Hundreds of naked men and women painted head to toe in white stood in a stretch of desert near the Dead Sea this week, as part of the latest installation by American photographer Spencer Tunick.
“The Dead Sea is disappearing,” said Tunick. “We need to find a way to sustain the level or to bring freshwater into the Dead Sea, but at the same time, keep all countries surrounding with water.
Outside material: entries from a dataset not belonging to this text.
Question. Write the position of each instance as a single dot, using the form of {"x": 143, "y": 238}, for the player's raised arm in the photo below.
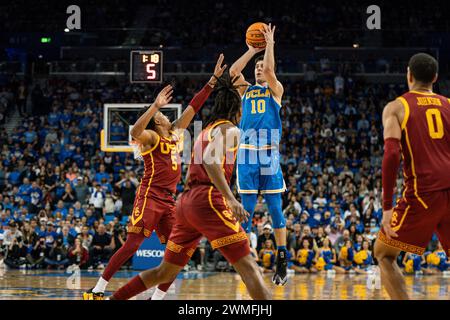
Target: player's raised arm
{"x": 239, "y": 65}
{"x": 212, "y": 163}
{"x": 148, "y": 137}
{"x": 199, "y": 99}
{"x": 269, "y": 63}
{"x": 391, "y": 160}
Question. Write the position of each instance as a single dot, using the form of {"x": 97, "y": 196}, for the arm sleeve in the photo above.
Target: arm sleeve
{"x": 390, "y": 166}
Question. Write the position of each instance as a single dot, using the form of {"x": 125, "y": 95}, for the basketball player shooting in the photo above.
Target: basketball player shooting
{"x": 258, "y": 167}
{"x": 417, "y": 127}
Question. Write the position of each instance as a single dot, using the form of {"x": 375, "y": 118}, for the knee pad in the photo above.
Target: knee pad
{"x": 249, "y": 204}
{"x": 274, "y": 204}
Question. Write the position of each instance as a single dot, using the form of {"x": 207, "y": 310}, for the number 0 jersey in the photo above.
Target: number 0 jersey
{"x": 425, "y": 144}
{"x": 260, "y": 122}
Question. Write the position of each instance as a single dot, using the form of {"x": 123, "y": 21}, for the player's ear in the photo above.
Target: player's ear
{"x": 435, "y": 78}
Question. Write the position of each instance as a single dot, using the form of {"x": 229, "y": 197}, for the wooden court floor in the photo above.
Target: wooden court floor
{"x": 44, "y": 285}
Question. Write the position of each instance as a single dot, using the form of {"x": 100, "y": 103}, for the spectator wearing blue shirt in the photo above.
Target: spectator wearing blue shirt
{"x": 69, "y": 196}
{"x": 78, "y": 211}
{"x": 36, "y": 198}
{"x": 60, "y": 211}
{"x": 30, "y": 135}
{"x": 54, "y": 117}
{"x": 66, "y": 153}
{"x": 25, "y": 190}
{"x": 50, "y": 235}
{"x": 101, "y": 174}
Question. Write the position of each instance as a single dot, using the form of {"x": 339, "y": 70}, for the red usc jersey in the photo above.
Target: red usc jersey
{"x": 197, "y": 172}
{"x": 425, "y": 144}
{"x": 162, "y": 165}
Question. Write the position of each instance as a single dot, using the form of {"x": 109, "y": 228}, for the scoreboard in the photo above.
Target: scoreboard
{"x": 146, "y": 66}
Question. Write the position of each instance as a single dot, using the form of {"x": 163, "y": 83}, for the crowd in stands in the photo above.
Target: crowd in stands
{"x": 63, "y": 201}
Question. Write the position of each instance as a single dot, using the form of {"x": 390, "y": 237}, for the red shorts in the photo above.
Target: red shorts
{"x": 416, "y": 224}
{"x": 202, "y": 211}
{"x": 154, "y": 212}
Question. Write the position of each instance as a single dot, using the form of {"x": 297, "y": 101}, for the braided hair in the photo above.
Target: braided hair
{"x": 227, "y": 103}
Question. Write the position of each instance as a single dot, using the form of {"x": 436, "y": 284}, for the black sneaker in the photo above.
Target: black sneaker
{"x": 280, "y": 276}
{"x": 89, "y": 295}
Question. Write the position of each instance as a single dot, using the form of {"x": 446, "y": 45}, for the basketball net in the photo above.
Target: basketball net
{"x": 137, "y": 148}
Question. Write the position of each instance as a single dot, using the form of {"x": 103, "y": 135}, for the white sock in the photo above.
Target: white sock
{"x": 100, "y": 286}
{"x": 158, "y": 294}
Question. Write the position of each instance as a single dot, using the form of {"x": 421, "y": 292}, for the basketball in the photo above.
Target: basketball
{"x": 254, "y": 36}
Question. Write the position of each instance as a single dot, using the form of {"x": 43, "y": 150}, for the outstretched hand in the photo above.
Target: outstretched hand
{"x": 386, "y": 223}
{"x": 254, "y": 50}
{"x": 218, "y": 70}
{"x": 164, "y": 97}
{"x": 268, "y": 32}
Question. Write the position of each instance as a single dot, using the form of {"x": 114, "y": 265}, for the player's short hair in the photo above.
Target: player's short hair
{"x": 261, "y": 58}
{"x": 151, "y": 124}
{"x": 423, "y": 67}
{"x": 227, "y": 103}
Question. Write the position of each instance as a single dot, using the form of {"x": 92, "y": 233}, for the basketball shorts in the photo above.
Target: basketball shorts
{"x": 201, "y": 211}
{"x": 154, "y": 212}
{"x": 259, "y": 170}
{"x": 416, "y": 224}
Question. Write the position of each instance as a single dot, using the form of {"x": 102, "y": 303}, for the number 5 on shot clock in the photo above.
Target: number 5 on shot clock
{"x": 146, "y": 66}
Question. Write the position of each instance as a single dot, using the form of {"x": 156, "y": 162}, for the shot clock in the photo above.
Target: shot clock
{"x": 146, "y": 66}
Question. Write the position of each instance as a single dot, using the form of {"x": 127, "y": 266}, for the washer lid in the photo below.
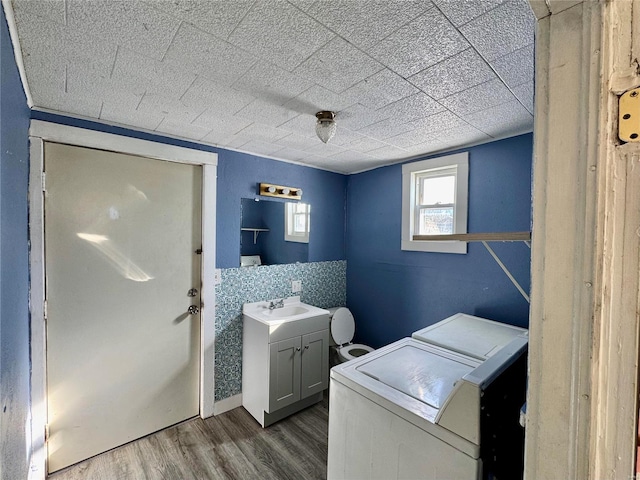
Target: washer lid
{"x": 469, "y": 335}
{"x": 342, "y": 326}
{"x": 421, "y": 374}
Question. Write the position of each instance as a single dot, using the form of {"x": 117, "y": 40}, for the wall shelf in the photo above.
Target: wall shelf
{"x": 484, "y": 238}
{"x": 255, "y": 231}
{"x": 478, "y": 237}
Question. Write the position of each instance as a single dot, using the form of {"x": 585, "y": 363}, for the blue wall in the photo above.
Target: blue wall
{"x": 393, "y": 292}
{"x": 271, "y": 246}
{"x": 238, "y": 177}
{"x": 14, "y": 277}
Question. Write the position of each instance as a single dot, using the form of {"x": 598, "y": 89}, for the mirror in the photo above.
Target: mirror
{"x": 262, "y": 236}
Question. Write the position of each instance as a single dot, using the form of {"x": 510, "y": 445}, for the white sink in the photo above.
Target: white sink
{"x": 292, "y": 309}
{"x": 284, "y": 312}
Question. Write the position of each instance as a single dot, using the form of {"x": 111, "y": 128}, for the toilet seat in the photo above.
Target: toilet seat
{"x": 353, "y": 350}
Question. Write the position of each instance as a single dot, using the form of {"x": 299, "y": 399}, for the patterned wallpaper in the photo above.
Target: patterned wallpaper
{"x": 324, "y": 284}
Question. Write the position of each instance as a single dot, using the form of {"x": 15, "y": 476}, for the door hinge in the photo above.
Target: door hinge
{"x": 629, "y": 116}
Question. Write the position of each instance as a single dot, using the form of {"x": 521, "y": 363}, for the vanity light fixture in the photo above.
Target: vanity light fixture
{"x": 270, "y": 190}
{"x": 326, "y": 125}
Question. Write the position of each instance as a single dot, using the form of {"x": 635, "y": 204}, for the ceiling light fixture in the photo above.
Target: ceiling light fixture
{"x": 326, "y": 125}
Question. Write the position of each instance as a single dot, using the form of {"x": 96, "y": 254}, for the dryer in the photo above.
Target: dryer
{"x": 436, "y": 406}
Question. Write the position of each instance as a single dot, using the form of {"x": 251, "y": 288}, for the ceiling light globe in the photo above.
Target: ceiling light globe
{"x": 325, "y": 126}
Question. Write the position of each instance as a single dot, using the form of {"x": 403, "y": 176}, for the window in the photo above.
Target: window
{"x": 296, "y": 222}
{"x": 434, "y": 202}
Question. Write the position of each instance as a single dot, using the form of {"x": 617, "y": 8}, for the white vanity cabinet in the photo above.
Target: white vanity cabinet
{"x": 285, "y": 366}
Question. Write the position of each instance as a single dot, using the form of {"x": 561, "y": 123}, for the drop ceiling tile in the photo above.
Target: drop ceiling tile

Water is life.”
Tunick’s latest project, his third photographic installation in the Dead Sea, is part of the inauguration of the Dead Sea Museum of Art in the southern Israeli town of Arad.
According to Tunick’s collaborator and the museum’s founder, Ari Fruchter, the artist’s past installations in 2011 and 2016 respectively were focused on raising awareness to the plight of the Dead Sea as well the beauty of the area, while the latest effort looks to the future.
“The Dead Sea Museum in Arad has come to life thanks to Spencer Tunick,” Fruchter told Breitbart. “He has put Arad on the map as the gateway city to the Dead Sea.”
Some ultra-Orthodox residents of Arad protested the naked installation, but the town’s mayor Nisan Ben Hamo was effusive about the project.
He called Tunick’s presence a “great gift,” CNN reported, and catapulted the town to the same league as Barcelona, Vienna, New York and other locales that have played host to Tunick’s art.
“If it disappears, if we won’t engage now with a plan, how to save this pearl, we will have a problem,” said Ben Hamo. “We all understand that we need a long term plan.”